KB-4C86
02 — Leaf-Set Definition (Branch B)
4 min read Revision 1
registries-pivotleaf-setbranch-baccounting-invariantrollupdata-drivenno-hardcode2026-05-31
title: 02 — Leaf-Set Definition (Branch B) date: 2026-05-31 verdict: LEAF_SET_RULE = EXPLICIT + DATA-DRIVEN (no hardcoded code list); 160 leaf / 9 rollup
02 — Leaf-Set Definition (Branch B)
The accounting invariant total = counted + orphan + phantom is only meaningful over a set with no nested rollups. meta_catalog (169 rows) mixes leaf object-sets with rollup/meta summary rows; a blind SUM double-counts — the exact disguised-math trap Đ28 forbids.
composition_level distribution (live, all 169 rows)
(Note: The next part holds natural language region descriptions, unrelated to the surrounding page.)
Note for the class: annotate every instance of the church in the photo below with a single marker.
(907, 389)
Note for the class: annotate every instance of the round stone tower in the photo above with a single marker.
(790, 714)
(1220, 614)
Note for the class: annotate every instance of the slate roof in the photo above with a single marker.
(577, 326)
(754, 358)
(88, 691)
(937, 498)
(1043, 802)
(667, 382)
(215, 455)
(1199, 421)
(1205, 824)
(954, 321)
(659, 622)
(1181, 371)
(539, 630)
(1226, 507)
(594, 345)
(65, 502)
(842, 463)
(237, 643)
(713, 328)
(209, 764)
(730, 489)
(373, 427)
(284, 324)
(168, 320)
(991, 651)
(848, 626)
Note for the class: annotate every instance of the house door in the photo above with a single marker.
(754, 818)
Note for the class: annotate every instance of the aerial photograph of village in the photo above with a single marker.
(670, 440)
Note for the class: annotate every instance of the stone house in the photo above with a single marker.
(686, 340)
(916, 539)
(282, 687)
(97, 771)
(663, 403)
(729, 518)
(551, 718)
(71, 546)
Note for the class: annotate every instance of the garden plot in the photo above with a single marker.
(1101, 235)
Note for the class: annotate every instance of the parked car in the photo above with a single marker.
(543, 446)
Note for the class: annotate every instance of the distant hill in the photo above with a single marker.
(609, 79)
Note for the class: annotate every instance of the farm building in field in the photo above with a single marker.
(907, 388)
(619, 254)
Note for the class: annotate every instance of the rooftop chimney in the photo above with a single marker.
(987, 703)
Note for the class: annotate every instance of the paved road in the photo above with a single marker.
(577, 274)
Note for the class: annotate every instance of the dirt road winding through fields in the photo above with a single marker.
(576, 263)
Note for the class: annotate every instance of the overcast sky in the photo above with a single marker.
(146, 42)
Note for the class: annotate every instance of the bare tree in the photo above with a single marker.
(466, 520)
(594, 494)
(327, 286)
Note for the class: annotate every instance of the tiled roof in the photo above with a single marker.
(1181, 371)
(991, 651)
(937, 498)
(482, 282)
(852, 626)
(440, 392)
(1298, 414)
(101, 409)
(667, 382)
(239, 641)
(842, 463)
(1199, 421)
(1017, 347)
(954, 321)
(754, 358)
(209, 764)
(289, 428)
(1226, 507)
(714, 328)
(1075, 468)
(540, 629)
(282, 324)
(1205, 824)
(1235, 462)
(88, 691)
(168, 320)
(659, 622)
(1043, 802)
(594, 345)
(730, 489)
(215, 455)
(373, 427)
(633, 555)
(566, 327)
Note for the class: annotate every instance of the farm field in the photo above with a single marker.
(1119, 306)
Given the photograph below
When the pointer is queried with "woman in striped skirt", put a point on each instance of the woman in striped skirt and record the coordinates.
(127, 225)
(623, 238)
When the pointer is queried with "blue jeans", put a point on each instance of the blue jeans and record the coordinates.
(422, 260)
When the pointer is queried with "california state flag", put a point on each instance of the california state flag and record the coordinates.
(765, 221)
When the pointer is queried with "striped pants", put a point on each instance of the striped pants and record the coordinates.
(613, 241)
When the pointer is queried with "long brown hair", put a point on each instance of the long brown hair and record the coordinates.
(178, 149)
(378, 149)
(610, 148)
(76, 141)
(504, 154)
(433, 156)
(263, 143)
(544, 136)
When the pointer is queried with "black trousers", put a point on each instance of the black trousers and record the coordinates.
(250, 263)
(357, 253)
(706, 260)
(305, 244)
| composition_level | rows | Σrecord | Σactual | Σorphan |
|---|---|---|---|---|
| atom | 77 | 3,635,579 | 3,836,259 | 0 |
| molecule | 51 | 1,670 | 1,677 | 0 |
| compound | 34 | 846 | 749 | 0 |
| material | 2 | 58 | 113 | 0 |
| meta | 3 | 517 | null | 161 |
| product | 1 | 0 | 0 | 0 |
| building | 1 | 0 | 0 | 0 |
The 9 rollup/meta rows (must be EXCLUDED from the invariant)
| code | entity_type | composition_level | record | actual | note |
|---|---|---|---|---|---|
| CAT-ALL | all |
atom | 1,682,270 | 1,919,748 | grand rollup of all atoms — sits inside the atom level → the double-count trap |
| CAT-MOL | molecule_total |
molecule | 774 | 766 | per-layer rollup |
| CAT-CMP | compound_total |
compound | 423 | 326 | per-layer rollup |
| CAT-MAT | material_total |
material | 0 | 55 | per-layer rollup |
| CAT-BLD | building_total |
building | 0 | 0 | per-layer rollup |
| CAT-PRD | product_total |
product | 0 | 0 | per-layer rollup |
| CAT-DOT | dot_total |
meta | 307 | null | DOT registry rollup (carries 140 orphans) |
| CAT-COL | collection_total |
meta | 168 | null | collection registry rollup (20 orphans) |
| CAT-SPE | species_total |
meta | 42 | null | species rollup (1 orphan) |
LEAF-SET RULE (data-driven; no hardcoded code list)
leaf_set := meta_catalog
WHERE composition_level <> 'meta' -- excludes CAT-DOT/COL/SPE
AND entity_type NOT LIKE '%_total' -- excludes CAT-MOL/CMP/MAT/BLD/PRD
AND entity_type <> 'all' -- excludes CAT-ALL (lives inside 'atom')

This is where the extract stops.